ROADTRIPS: case-control association testing with partially or completely unknown population and pedigree structure.

机构信息

Department of Biostatistics, University of Washington, Seattle, WA 98195, USA.

出版信息

Am J Hum Genet. 2010 Feb 12;86(2):172-84. doi: 10.1016/j.ajhg.2010.01.001. Epub 2010 Feb 4.

Abstract

Genome-wide association studies are routinely conducted to identify genetic variants that influence complex disorders. It is well known that failure to properly account for population or pedigree structure can lead to spurious association as well as reduced power. We propose a method, ROADTRIPS, for case-control association testing in samples with partially or completely unknown population and pedigree structure. ROADTRIPS uses a covariance matrix estimated from genome-screen data to correct for unknown population and pedigree structure while maintaining high power by taking advantage of known pedigree information when it is available. ROADTRIPS can incorporate data on arbitrary combinations of related and unrelated individuals and is computationally feasible for the analysis of genetic studies with millions of markers. In simulations with related individuals and population structure, including admixture, we demonstrate that ROADTRIPS provides a substantial improvement over existing methods in terms of power and type 1 error.
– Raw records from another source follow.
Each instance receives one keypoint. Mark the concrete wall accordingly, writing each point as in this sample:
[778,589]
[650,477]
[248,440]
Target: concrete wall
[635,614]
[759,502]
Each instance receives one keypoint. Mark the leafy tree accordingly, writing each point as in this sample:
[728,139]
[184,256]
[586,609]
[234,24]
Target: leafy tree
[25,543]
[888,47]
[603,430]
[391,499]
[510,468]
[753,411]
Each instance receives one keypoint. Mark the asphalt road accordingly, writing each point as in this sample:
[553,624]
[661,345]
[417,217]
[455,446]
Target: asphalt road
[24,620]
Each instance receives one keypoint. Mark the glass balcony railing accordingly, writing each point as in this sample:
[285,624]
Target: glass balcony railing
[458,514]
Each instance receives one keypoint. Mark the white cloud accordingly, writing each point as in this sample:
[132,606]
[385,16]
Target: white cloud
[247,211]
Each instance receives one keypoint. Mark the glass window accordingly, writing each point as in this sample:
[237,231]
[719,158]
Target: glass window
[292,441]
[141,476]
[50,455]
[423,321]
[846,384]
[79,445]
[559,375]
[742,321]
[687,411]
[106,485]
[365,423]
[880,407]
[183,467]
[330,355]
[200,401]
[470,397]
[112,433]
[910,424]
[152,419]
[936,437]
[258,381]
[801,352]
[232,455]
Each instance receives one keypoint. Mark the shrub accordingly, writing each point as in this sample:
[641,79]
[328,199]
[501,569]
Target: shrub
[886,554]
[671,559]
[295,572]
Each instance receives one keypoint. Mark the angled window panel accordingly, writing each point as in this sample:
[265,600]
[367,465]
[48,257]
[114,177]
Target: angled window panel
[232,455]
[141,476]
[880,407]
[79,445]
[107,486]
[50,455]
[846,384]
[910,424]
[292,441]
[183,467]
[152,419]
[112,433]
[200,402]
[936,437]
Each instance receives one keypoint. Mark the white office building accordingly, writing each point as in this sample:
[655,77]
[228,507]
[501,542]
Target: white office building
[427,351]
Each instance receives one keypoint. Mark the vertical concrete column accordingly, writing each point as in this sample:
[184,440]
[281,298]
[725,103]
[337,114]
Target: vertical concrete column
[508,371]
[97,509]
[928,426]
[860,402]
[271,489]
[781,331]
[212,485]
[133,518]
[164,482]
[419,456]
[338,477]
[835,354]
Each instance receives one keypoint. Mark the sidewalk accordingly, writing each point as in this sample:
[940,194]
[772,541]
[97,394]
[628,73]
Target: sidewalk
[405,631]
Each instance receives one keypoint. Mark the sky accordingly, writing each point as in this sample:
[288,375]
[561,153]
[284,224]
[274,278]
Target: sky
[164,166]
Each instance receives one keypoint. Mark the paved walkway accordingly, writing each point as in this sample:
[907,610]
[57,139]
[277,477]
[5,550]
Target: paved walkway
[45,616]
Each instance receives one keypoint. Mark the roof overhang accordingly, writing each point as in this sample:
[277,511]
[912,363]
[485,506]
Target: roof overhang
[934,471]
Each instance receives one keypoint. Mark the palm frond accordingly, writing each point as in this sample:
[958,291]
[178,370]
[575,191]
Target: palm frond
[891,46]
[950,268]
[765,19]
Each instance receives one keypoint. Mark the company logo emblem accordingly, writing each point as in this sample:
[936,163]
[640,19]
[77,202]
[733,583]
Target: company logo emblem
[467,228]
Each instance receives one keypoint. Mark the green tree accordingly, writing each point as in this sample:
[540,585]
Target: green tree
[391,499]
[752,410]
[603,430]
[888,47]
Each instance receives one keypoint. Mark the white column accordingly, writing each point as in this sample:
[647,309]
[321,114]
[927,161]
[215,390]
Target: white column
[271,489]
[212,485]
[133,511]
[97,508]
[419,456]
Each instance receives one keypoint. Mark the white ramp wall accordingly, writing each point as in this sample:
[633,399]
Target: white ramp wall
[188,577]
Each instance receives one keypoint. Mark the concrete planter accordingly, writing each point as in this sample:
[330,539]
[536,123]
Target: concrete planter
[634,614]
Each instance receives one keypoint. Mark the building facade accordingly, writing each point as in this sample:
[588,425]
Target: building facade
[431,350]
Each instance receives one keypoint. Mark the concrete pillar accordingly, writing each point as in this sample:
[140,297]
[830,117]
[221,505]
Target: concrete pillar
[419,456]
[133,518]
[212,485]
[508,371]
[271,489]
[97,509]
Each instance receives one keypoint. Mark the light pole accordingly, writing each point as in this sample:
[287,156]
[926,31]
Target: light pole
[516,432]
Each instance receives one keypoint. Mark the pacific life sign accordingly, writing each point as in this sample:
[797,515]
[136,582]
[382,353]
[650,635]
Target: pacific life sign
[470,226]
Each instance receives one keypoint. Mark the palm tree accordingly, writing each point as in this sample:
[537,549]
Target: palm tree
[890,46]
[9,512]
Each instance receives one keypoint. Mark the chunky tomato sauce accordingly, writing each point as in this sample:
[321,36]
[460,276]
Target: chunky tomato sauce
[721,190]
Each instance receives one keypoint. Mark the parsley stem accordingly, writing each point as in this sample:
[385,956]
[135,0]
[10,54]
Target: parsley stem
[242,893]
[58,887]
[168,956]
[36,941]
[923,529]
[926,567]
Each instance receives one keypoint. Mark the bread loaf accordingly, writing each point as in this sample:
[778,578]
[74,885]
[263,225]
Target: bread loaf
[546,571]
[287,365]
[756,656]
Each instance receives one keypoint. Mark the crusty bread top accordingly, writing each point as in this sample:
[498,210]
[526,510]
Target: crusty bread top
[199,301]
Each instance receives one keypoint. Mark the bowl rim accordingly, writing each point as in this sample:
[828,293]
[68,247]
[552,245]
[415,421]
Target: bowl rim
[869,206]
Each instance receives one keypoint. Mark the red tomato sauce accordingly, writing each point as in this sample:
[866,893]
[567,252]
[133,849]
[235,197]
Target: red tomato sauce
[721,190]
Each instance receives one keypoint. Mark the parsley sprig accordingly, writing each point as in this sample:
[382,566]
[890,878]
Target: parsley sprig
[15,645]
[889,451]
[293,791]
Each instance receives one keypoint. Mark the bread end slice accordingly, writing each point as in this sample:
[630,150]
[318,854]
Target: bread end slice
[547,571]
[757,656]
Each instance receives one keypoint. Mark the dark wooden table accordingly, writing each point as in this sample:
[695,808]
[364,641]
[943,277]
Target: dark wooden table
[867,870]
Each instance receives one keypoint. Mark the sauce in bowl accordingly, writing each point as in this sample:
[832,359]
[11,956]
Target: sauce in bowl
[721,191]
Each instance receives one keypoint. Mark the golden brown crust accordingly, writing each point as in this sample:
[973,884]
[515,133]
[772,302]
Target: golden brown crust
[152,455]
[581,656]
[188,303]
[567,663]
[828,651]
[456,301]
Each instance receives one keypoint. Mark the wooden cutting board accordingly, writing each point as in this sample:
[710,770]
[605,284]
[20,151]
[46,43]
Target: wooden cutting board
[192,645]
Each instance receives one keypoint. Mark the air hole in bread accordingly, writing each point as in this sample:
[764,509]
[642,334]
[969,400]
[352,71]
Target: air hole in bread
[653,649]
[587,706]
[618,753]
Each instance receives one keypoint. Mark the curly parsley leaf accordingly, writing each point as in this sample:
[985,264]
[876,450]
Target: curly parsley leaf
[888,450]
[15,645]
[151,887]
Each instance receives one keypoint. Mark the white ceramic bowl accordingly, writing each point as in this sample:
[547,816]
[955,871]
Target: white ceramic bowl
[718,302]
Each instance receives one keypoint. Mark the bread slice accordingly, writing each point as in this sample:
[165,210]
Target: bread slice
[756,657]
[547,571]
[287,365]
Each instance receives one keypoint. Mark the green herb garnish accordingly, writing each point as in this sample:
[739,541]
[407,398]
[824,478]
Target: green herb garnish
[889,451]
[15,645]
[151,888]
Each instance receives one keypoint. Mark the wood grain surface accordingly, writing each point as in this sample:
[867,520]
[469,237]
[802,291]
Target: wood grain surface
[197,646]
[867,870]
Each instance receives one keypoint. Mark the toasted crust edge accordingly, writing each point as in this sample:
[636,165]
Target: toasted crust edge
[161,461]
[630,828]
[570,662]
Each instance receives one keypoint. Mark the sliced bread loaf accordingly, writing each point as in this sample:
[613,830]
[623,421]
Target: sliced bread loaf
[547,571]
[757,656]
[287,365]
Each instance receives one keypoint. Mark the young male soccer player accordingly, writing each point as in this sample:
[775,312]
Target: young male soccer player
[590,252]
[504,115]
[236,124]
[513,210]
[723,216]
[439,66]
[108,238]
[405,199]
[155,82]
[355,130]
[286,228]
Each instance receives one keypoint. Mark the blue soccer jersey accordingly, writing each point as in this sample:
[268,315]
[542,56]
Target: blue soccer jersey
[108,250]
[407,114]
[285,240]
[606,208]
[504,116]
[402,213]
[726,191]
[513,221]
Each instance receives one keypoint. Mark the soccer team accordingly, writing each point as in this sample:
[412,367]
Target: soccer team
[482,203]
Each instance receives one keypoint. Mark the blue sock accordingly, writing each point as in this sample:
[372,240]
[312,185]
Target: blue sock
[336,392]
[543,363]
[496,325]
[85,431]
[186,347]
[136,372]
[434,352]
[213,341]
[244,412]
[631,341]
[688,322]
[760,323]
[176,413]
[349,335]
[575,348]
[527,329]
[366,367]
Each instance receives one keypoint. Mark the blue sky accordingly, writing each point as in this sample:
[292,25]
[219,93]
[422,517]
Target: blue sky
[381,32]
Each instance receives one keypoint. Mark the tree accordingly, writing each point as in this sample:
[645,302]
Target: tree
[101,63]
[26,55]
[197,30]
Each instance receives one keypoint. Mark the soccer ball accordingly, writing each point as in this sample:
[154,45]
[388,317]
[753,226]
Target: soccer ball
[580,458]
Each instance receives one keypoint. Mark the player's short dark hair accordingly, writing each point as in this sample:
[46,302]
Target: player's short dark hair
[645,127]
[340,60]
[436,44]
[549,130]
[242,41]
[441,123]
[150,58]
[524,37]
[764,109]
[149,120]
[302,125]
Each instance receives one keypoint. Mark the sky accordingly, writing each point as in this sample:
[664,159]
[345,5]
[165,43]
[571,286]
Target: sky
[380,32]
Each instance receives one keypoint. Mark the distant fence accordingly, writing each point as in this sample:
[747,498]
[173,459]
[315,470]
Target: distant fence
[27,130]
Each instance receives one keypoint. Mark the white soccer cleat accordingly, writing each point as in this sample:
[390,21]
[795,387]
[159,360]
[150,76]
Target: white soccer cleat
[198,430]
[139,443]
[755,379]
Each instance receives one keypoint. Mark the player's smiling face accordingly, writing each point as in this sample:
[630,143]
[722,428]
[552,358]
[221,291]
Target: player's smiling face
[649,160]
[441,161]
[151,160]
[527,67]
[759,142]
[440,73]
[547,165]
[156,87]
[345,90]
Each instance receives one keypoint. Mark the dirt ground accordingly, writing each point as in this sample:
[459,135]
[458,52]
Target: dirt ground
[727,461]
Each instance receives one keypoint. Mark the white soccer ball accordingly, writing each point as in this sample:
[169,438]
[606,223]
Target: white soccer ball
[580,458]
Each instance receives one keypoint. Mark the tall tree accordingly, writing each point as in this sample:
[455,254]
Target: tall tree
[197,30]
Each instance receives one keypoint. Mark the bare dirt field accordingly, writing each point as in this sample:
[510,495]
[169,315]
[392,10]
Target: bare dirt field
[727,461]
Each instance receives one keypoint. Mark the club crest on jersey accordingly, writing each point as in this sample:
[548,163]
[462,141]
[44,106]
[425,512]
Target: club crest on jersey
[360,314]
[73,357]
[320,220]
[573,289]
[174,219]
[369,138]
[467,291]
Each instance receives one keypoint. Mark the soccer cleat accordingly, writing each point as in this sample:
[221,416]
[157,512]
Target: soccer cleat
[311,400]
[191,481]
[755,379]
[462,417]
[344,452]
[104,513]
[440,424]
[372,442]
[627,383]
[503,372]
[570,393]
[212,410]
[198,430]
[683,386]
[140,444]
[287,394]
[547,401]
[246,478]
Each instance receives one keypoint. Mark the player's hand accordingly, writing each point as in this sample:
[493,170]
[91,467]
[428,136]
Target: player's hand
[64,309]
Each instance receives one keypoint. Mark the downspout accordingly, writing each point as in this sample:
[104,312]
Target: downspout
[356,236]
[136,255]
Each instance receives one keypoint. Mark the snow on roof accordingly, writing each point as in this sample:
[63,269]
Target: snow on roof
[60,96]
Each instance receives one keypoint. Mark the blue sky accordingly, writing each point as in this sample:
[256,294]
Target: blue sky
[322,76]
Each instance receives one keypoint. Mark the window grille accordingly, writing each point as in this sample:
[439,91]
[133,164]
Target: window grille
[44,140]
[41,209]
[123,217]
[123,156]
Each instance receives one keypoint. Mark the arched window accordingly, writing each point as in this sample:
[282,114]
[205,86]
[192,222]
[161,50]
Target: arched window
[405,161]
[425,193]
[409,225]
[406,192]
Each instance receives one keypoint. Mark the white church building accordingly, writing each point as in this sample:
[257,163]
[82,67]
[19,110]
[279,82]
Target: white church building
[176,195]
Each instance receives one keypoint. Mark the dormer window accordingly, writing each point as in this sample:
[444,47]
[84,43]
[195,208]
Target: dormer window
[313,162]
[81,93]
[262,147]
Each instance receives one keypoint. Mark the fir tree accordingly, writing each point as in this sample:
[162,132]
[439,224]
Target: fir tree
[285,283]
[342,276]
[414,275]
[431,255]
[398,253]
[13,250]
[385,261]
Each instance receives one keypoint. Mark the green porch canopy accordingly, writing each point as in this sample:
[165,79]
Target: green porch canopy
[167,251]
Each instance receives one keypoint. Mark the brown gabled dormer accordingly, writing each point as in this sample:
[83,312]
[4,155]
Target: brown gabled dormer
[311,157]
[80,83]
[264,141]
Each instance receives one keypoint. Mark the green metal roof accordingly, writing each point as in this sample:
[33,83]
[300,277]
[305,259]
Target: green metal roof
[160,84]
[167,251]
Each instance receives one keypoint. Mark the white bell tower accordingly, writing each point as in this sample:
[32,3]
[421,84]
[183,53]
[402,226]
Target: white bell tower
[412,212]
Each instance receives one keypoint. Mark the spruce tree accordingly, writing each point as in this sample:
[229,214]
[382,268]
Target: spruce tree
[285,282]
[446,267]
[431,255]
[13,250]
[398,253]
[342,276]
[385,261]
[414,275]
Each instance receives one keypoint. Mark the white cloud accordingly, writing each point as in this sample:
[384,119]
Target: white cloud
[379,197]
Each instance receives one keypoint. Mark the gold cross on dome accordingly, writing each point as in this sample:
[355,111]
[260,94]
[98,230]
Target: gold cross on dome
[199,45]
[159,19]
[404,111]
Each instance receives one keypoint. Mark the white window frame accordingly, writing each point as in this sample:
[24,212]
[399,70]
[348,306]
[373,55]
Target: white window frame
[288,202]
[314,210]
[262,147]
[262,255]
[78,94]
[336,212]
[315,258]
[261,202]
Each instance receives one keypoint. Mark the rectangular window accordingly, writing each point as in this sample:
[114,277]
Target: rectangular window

The ROADTRIPS method can be used across a variety of study designs, ranging from studies that have a combination of unrelated individuals and small pedigrees to studies of isolated founder populations with partially known or completely unknown pedigrees. We apply the method to analyze two data sets: a study of rheumatoid arthritis in small UK pedigrees, from Genetic Analysis Workshop 15, and data from the Collaborative Study of the Genetics of Alcoholism on alcohol dependence in a sample of moderate-size pedigrees of European descent, from Genetic Analysis Workshop 14. We detect genome-wide significant association, after Bonferroni correction, in both studies.

摘要

全基因组关联研究通常用于识别影响复杂疾病的遗传变异。众所周知,如果不能正确考虑人口或家系结构,可能会导致虚假关联以及降低效力。我们提出了一种方法 ROADTRIPS,用于在部分或完全未知人口和家系结构的样本中进行病例对照关联测试。ROADTRIPS 使用从全基因组筛查数据中估计的协方差矩阵来纠正未知的人口和家系结构,同时在可用时利用已知的家系信息来保持高功效。ROADTRIPS 可以合并任意组合的相关和无关个体的数据,并且对于分析具有数百万个标记的遗传研究来说,计算上是可行的。在包括混合在内的具有相关个体和人口结构的模拟中,我们证明 ROADTRIPS 在功效和第一类错误方面与现有方法相比有了很大的改进。ROADTRIPS 方法可以用于各种研究设计,从具有无关个体和小家族的研究到具有部分已知或完全未知家族的孤立创始人群体的研究。我们将该方法应用于分析两个数据集:一个是在英国小家族中进行的类风湿关节炎研究,来自遗传分析研讨会 15,另一个是来自酒精依赖遗传分析合作研究的数据集,在具有欧洲血统的中等规模家族中进行,来自遗传分析研讨会 14。在两项研究中,我们都检测到了全基因组显著关联,经过 Bonferroni 校正。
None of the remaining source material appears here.